La mairie de Brazzaville, pour sa part, s’engage à renforcer les opérations de sensibilisation. Un projet d’aménagement d’un espace tampon, planté d’arbres et de haies, doit créer une zone de respect entre les dernières concessions privées et la première rangée de tombes.
Voix des riverains et enjeux sociaux
Certains habitants, conscients du caractère sensible du site, saluent l’initiative. « On ne dort pas tranquilles lorsque des inconnus viennent de nuit chercher des objets funéraires », confie une riveraine, persuadée que la sécurisation profitera autant aux morts qu’aux vivants du quartier.
D’autres, toutefois, soulignent le manque d’alternatives de relogement pour les familles concernées.

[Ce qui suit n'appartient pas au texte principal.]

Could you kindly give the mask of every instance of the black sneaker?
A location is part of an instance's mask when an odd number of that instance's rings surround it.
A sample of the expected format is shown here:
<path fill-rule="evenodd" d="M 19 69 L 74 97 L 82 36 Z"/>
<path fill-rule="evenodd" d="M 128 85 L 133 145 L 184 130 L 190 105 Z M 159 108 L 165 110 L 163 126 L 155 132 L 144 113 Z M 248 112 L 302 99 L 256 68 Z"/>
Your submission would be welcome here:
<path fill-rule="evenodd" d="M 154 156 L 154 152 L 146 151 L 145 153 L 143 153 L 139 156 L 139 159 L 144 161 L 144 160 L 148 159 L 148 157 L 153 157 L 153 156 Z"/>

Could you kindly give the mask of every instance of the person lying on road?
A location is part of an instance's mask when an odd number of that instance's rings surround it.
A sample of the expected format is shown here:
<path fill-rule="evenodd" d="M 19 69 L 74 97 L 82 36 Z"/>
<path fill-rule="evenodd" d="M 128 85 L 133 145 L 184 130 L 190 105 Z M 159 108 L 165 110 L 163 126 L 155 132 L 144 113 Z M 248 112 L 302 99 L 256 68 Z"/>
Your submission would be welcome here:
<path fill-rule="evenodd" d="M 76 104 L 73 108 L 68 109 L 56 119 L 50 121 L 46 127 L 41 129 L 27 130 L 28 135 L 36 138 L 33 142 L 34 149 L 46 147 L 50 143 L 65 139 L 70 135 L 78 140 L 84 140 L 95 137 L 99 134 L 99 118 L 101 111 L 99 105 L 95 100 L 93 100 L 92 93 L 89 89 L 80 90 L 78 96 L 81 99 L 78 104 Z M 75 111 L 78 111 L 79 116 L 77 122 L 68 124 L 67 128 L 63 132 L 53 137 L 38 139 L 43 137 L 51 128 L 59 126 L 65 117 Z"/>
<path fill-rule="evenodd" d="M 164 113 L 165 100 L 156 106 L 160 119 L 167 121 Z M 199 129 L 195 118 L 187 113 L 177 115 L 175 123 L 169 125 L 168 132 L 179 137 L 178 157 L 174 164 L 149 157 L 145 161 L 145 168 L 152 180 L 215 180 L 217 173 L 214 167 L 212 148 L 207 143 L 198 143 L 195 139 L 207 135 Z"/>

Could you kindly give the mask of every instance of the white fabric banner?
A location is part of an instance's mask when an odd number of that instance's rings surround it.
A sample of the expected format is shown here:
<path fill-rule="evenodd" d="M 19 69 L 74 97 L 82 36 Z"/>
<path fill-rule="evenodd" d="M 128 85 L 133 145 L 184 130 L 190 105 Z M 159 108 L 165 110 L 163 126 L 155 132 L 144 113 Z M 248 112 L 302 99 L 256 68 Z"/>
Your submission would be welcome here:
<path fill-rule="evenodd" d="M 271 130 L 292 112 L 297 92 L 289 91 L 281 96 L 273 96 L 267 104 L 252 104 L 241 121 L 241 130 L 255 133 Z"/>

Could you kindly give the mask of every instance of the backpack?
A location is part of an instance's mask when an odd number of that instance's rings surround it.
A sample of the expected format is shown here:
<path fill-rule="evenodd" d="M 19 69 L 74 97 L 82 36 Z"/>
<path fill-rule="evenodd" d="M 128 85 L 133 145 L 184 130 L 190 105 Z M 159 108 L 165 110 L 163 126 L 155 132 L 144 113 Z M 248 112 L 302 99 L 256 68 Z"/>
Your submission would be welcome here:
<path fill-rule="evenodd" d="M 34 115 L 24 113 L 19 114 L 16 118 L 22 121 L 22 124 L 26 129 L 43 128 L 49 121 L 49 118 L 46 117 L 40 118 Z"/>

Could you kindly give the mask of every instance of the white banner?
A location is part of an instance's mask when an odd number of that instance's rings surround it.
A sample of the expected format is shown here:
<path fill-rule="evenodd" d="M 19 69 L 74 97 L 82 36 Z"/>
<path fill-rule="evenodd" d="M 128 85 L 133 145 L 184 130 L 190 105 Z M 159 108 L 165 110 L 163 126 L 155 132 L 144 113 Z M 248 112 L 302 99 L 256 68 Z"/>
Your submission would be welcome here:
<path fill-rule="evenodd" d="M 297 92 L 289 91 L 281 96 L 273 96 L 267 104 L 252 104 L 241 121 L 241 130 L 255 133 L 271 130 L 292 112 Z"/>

Elles espèrent que les futures mesures conjugueront fermeté et accompagnement social, afin d’éviter de nouveaux foyers d’insalubrité dans une ville déjà confrontée à un déficit chronique de logements.
Patrimoine, mémoire et politique urbaine
Au-delà de la Tsiémé, la problématique de la gestion des cimetières interroge l’urbanisme congolais. Brazzaville compte une dizaine de nécropoles actives, souvent enclavées. L’extension périurbaine tend à les encercler, posant la question d’une planification prévoyant des espaces funéraires intégrés et protégés.

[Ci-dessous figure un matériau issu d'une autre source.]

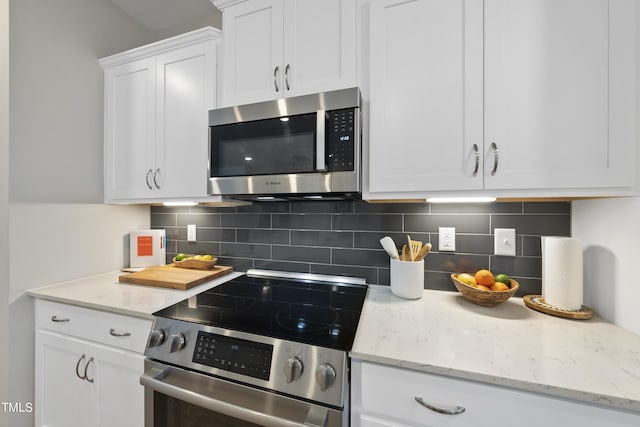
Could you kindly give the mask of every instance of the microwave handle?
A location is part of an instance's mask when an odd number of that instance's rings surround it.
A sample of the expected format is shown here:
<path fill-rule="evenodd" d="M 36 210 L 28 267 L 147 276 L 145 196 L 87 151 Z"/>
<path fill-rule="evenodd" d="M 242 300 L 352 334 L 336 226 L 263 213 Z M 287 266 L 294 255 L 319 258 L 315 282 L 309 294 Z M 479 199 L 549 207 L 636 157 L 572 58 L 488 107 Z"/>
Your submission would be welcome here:
<path fill-rule="evenodd" d="M 325 148 L 325 111 L 318 110 L 316 112 L 316 171 L 318 172 L 327 171 Z"/>

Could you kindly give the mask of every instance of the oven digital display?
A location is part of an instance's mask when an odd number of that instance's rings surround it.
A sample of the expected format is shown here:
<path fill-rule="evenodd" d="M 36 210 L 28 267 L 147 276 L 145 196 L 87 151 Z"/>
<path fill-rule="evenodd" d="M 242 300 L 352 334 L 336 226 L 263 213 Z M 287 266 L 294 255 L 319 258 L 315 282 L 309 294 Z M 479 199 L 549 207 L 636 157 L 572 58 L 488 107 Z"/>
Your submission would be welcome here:
<path fill-rule="evenodd" d="M 273 346 L 210 332 L 198 332 L 193 362 L 269 380 Z"/>

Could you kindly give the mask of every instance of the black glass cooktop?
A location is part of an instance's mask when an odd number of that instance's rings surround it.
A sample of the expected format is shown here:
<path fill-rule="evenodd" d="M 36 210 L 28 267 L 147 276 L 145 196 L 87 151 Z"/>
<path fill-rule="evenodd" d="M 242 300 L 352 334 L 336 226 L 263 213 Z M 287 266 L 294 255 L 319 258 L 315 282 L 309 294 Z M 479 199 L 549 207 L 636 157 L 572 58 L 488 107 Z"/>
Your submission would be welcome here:
<path fill-rule="evenodd" d="M 154 315 L 348 351 L 366 293 L 361 284 L 242 275 Z"/>

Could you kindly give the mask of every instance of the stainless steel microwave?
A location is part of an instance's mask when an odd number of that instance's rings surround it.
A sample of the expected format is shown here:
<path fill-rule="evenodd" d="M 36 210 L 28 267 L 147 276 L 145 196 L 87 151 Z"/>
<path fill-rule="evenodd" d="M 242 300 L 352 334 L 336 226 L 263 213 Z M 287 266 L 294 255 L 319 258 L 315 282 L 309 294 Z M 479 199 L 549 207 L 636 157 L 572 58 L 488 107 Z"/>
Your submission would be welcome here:
<path fill-rule="evenodd" d="M 209 111 L 209 194 L 359 197 L 360 105 L 349 88 Z"/>

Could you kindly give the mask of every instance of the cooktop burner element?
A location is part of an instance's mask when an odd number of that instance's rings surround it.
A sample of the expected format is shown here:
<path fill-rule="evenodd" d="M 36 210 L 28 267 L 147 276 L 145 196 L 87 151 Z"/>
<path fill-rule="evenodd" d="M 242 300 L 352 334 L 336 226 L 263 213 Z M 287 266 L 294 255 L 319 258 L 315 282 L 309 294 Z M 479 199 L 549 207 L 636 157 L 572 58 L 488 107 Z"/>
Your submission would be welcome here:
<path fill-rule="evenodd" d="M 350 350 L 366 285 L 300 277 L 243 275 L 154 315 Z"/>
<path fill-rule="evenodd" d="M 154 313 L 145 356 L 344 408 L 366 294 L 364 279 L 249 270 Z"/>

Le ministère de l’Aménagement du territoire travaille actuellement à une carte des zones à forte valeur patrimoniale, dont les cimetières. L’outil vise à guider la délivrance de permis de construire et à dissuader les installations illégales, tout en favorisant un urbanisme harmonieux et respectueux.
Pour les historiens, préserver ces espaces revient à préserver la mémoire collective. Les tombes des pionniers, des anciens combattants ou des artistes reposent dans la Tsiémé. Leur dégradation constituerait une perte irréversible pour les archives vivantes que représentent pierres tombales et épitaphes.
À l’issue de la cérémonie, le ministre a affirmé que les premières interventions matérielles débuteront dès la saison sèche. Il a également promis un comité de suivi associant associations de quartier, autorités coutumières et représentants religieux, afin de garantir la pérennité des engagements pris.
En retour, plusieurs confessions prévoient d’organiser des veillées de prière sur place, non seulement pour bénir les travaux mais aussi pour réaffirmer l’unité spirituelle d’une communauté désireuse de défendre son patrimoine funéraire contre les dérives mercantiles.
La mobilisation autour de la Tsiémé ouvre ainsi la voie à une nouvelle culture civique, où la protection des morts se conjugue avec le souci d’un cadre de vie durable. Le gouvernement y voit l’occasion de renforcer la cohésion sociale et de promouvoir un urbanisme responsable.